5) Avoid the annoying pattern of telling some traumatic event from the hero’s life in the prologue and then skipping to ten or twenty years later in the story itself.

This is supposed to make a good transition because it avoids having to tell the traumatic event in flashback, and also shows the reader how the hero is dealing with whatever happened. The problem with it is the same problem that always haunts characters who are the victims of the author’s Drive-By Trauma shootings: it presumes the hero or heroine has never started healing at all, just remained locked in the grip of the almighty trauma. Even if a heroine’s entire family was slaughtered before her eyes when she was eight, by the time she’s twenty-eight, I would have expected her to stop dreaming about it every night and screaming whenever she saw blood. If she hasn’t, there is something seriously wrong with her. And no, I don’t believe that that kind of psychological wound can be healed by discovering she has magic and a destiny, either.

If you really want to show someone recovering from a traumatic wound, then I would say the best bet is to begin the story no later than six months to a year. And if you want to keep the hero from knowing what really caused his companion to be so silent and taciturn, then I suggest not showing the companion’s trauma in the prologue, either, lest your readers, who are in the know, start thinking the hero is stupid for not figuring it out.

6) Do not, under any circumstances, create a prologue that is only relevant at the end of the third book or just a little earlier.

This is one reason, I think, why Tolkien’s “Concerning Hobbits” does work; it doesn’t detail a race of people we only meet when the heroes stumble into their hidden little land in the second book, but a race who are the heroes, and whom Tolkien wants us to know and recognize from the beginning. On the other hand, I have read many fantasy books where the wizard hides some treasure away and then show up and make some dramatic announcement only near the end of the second book, by which time the audience has forgotten who he is. How many times have you encountered a dramatic announcement in a fantasy book and reacted with, “Who? What? Why does that matter?”

I can tell you how many times I have: too damn many. And I have a pretty good memory, enough that I don’t usually need a character index. When an author pulls this kind of trick, it’s a sign of sloppy worldbuilding, and once again, using the prologue as a dumping ground for information instead of an actual part of the story.

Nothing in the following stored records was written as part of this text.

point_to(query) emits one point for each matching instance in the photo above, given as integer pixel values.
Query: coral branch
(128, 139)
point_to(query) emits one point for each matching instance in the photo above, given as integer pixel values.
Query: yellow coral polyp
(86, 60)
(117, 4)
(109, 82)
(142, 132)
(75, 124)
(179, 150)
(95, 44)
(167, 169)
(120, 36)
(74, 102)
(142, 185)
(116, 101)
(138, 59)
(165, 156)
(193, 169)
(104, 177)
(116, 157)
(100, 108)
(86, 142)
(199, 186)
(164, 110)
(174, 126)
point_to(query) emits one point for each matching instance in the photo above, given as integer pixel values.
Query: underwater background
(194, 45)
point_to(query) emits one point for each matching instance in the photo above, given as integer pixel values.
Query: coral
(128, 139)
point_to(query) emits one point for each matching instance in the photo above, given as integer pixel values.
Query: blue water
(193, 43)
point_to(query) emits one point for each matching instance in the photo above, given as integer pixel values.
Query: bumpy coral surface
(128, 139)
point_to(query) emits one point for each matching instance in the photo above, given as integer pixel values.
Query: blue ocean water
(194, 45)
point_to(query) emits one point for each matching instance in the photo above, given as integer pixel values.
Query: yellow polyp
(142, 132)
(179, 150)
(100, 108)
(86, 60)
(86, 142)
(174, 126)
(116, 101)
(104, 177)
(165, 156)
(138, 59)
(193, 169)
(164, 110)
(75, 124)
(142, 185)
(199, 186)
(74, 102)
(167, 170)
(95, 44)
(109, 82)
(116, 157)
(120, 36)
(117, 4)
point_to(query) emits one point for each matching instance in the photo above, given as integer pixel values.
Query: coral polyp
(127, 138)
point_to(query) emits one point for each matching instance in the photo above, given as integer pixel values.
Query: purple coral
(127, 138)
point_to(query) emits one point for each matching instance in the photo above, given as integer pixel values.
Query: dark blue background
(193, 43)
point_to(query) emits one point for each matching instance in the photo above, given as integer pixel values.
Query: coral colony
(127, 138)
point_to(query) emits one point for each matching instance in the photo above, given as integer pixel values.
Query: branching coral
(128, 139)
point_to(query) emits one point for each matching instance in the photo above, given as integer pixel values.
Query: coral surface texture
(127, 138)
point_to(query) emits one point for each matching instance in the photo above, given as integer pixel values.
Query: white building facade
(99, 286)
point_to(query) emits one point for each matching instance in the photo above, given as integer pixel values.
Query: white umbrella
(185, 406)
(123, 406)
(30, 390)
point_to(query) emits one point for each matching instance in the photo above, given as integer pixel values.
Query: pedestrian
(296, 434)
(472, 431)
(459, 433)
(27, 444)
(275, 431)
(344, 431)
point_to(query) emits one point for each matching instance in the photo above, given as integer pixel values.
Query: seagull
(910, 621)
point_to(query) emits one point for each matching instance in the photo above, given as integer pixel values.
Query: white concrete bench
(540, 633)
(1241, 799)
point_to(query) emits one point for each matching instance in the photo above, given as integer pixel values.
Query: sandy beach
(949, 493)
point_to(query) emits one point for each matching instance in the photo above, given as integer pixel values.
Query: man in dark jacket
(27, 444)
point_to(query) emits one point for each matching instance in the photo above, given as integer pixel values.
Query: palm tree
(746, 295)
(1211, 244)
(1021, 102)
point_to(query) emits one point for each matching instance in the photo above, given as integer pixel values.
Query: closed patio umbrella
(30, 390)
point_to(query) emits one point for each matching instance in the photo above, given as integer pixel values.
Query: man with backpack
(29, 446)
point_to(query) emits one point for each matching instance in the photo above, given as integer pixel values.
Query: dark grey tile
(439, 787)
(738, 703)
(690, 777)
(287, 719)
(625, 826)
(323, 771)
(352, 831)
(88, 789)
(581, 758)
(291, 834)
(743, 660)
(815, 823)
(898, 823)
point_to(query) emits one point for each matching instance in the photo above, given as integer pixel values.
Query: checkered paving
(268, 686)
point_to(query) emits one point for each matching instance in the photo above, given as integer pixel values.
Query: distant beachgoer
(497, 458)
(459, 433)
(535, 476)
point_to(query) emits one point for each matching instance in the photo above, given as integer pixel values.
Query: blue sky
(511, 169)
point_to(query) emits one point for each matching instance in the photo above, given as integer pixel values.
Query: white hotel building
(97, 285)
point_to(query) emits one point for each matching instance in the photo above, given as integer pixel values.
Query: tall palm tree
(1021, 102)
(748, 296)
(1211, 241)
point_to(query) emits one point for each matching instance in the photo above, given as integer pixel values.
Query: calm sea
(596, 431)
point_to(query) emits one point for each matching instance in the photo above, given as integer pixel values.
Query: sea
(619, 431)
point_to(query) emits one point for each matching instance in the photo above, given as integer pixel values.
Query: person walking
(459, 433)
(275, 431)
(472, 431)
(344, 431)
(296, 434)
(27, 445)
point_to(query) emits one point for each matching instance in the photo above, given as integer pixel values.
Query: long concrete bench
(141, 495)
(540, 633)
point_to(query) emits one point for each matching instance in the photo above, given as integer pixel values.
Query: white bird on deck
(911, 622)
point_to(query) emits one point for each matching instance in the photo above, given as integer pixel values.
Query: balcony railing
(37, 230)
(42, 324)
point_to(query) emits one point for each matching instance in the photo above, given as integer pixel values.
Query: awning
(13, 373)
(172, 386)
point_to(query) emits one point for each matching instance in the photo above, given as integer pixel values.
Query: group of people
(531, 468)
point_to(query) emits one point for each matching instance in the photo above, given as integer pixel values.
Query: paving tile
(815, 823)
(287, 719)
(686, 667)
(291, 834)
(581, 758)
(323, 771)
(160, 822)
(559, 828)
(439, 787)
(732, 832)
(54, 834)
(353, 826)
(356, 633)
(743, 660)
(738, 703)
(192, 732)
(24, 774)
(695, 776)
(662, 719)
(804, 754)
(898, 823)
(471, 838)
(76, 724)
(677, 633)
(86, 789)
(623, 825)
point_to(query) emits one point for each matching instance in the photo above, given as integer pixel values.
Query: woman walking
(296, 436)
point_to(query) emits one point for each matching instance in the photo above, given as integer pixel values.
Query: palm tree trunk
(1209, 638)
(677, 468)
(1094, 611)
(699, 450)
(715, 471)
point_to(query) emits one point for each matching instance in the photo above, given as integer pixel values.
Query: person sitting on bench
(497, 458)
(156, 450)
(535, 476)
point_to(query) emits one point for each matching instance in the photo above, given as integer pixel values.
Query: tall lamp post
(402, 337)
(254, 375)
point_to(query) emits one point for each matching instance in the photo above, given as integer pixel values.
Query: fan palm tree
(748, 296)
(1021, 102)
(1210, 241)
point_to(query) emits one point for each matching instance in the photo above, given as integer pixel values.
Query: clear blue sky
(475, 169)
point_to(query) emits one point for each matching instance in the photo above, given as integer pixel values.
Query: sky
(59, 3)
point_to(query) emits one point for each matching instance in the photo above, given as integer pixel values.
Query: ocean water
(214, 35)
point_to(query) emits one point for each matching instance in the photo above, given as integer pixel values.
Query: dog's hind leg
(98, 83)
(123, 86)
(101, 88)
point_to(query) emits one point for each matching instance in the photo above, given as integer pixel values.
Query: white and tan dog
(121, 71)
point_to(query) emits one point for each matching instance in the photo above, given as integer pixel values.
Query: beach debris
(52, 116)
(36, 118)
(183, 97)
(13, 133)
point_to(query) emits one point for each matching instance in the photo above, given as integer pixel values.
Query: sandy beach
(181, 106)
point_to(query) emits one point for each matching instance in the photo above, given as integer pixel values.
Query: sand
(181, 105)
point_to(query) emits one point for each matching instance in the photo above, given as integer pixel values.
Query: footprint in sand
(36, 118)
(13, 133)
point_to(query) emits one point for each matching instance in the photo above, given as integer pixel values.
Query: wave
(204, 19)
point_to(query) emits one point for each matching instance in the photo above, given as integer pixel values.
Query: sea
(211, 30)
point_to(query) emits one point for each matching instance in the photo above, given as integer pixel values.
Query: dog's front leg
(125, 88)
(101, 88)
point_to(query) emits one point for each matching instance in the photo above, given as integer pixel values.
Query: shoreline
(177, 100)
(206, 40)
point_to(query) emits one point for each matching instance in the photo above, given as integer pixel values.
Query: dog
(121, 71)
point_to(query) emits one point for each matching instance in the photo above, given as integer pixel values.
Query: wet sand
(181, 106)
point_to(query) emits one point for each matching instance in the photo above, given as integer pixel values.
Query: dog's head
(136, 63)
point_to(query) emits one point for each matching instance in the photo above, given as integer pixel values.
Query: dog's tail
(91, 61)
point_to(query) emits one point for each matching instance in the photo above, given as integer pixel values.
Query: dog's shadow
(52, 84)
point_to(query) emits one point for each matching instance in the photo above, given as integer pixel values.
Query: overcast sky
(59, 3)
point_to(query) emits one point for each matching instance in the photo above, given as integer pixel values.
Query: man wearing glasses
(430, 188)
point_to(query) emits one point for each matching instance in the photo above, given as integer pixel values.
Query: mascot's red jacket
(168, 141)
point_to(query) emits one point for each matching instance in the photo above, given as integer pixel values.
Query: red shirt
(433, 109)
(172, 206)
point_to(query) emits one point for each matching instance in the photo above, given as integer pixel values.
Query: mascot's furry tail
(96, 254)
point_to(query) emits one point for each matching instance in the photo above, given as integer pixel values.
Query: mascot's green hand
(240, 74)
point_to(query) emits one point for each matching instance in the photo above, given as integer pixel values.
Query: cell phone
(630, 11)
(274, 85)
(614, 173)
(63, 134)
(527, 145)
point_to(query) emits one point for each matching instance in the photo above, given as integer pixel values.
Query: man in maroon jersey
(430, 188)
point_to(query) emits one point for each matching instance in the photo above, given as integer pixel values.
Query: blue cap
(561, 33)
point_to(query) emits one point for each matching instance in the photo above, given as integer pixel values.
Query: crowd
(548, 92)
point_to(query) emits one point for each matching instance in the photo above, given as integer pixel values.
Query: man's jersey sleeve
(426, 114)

7) There’s nothing wrong with having the prologue detail an ordinary event.

Really. There isn’t. The heroine can go out picking flowers with her mother, and perhaps see a cave that she’ll go into in a few chapters, and it will be okay. She doesn’t have to find the sword of Arcadia right then, or see her mother slaughtered in front of her eyes and have the story begin when she is a far-too-obsessed-with-her-mother adult. I think that prologues make wonderful foreshadowing devices when the foreshadowing:

a) is buried in the midst of something else, so it doesn’t seem as if the writer wrote the prologue only to hold the foreshadowing.
b) is not heavy-handed.
c) is made relevant again within a few chapters.

Prologues have their place; they are just misused so fucking often.